The second half of the course, 'Art Law', is the body of law, involving numerous disciplines, that protects, regulates and facilitates the creation, use and marketing of art. Art law relies in part on a specialised jurisprudence drawn from intellectual property law, and specific warranties as to title and authenticity provided by auction houses and art dealers. However, no one jurisprudence applies to all legal matters vital to artists, purchasers, sellers, museums, dealers and others involved in the art world. Rather, practitioners and academics in this field draw on property and trusts law, some criminal and tort law (for example, as applied to street art or fakes and forgeries), and statutes, import/export controls, treaties and other forms of regulation (for example in determining whether an artwork is a 'national treasure' and should be denied an export licence).

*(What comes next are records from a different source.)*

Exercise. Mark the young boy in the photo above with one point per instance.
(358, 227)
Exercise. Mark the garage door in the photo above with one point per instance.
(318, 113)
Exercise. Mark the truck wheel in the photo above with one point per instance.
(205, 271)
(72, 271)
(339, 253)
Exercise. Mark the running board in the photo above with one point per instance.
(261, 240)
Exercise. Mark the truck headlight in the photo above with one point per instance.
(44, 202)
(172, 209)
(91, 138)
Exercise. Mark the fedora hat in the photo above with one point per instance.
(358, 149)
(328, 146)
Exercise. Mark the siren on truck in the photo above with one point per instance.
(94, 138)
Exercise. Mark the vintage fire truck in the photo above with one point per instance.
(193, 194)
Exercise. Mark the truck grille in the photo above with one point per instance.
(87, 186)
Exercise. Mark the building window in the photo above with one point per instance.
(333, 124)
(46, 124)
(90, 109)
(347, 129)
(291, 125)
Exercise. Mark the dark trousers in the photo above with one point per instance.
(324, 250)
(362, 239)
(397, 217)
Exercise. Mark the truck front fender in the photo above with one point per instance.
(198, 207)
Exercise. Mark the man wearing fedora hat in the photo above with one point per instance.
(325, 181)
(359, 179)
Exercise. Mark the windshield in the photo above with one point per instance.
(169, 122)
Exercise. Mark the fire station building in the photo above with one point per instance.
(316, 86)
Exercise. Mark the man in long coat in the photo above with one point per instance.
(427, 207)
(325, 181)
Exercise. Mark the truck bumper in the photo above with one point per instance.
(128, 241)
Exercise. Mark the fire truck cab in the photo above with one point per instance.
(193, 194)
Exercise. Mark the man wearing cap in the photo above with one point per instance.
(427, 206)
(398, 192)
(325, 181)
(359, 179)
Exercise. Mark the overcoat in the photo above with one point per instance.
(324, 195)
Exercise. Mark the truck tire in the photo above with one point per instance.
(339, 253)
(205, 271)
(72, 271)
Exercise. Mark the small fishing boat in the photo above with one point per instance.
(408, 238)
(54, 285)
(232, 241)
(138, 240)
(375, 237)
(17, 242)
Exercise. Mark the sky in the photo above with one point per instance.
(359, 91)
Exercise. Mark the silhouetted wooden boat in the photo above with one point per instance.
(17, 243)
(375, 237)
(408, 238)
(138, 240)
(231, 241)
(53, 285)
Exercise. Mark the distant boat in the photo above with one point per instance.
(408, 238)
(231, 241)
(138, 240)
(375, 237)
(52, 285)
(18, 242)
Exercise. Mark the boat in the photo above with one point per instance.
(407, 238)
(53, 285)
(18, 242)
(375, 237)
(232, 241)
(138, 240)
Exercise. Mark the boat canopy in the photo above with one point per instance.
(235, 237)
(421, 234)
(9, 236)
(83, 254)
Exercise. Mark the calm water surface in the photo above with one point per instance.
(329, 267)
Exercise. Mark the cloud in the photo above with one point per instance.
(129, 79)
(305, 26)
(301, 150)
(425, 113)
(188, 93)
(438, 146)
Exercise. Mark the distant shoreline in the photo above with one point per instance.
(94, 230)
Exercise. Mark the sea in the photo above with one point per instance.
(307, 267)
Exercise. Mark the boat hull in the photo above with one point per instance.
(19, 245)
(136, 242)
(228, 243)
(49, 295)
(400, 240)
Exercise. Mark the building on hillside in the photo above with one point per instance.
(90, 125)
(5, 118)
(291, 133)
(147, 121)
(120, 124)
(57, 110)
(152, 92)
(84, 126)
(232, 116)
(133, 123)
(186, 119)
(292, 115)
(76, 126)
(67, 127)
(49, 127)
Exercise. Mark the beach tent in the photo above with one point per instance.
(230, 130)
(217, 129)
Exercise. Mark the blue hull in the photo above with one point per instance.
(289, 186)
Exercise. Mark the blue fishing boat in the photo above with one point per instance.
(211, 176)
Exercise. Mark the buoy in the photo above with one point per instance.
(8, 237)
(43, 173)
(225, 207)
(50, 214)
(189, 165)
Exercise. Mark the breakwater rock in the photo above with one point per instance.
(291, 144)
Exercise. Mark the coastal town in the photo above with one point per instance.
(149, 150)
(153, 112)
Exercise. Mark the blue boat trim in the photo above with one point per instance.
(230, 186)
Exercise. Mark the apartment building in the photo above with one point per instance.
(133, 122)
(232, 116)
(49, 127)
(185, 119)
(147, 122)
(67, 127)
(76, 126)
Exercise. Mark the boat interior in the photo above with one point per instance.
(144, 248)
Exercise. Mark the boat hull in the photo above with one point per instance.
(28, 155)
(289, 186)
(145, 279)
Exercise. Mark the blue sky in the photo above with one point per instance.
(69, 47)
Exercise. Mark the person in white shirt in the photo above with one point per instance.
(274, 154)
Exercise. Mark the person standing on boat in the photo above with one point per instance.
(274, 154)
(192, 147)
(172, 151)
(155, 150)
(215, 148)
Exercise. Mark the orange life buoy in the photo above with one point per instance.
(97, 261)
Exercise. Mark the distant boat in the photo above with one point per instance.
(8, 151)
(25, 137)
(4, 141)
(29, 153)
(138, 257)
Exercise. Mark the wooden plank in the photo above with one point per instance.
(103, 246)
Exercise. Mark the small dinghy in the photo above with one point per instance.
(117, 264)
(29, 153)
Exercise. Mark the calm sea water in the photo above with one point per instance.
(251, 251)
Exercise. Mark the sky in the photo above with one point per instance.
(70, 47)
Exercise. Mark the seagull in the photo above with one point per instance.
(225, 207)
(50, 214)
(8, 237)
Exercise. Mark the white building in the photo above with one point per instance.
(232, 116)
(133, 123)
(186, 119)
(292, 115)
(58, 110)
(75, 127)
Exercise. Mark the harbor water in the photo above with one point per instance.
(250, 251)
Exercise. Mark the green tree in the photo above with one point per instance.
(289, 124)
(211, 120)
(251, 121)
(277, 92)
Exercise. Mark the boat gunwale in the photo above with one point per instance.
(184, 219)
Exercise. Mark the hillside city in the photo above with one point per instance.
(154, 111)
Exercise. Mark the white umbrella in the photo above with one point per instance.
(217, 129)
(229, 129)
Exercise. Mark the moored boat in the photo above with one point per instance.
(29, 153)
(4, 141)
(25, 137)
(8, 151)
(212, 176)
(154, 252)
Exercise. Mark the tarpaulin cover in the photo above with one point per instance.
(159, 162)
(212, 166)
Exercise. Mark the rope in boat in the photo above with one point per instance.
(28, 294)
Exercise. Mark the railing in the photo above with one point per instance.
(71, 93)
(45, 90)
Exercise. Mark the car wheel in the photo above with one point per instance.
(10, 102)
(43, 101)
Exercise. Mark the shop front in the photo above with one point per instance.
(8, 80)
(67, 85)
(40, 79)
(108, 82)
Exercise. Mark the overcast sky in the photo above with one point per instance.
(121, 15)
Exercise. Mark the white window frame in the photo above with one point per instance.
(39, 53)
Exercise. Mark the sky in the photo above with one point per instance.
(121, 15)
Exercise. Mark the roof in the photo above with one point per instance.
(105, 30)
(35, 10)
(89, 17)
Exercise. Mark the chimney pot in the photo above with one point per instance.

In this course, we will take both a practical and a scholarly and interpretive approach to the issues. We will explore the important ethical and legal aspects in the creation, sale, collection and display of antiquities and art. We will be looking at international Conventions as well as domestic legislation and common-law approaches that attempt to define 'property', 'culture' and 'theft'. We will also look at the major institutions in the field, such as UNESCO and ICOM. We will discuss issues such as authenticity, attribution, restoration, money laundering, and stolen art. We will consider the recent developments in addressing the restitution of art taken during the Nazi era. Finally, we will consider what, if any, obligations owners have to 'their' art. The course will welcome guest speakers and include the opportunity to speak with practitioners and experts from outside the LSE.

Teaching

20 hours of seminars in the WT.

Formative coursework

Students will be expected to produce 1 essay and 1 case study in the AT.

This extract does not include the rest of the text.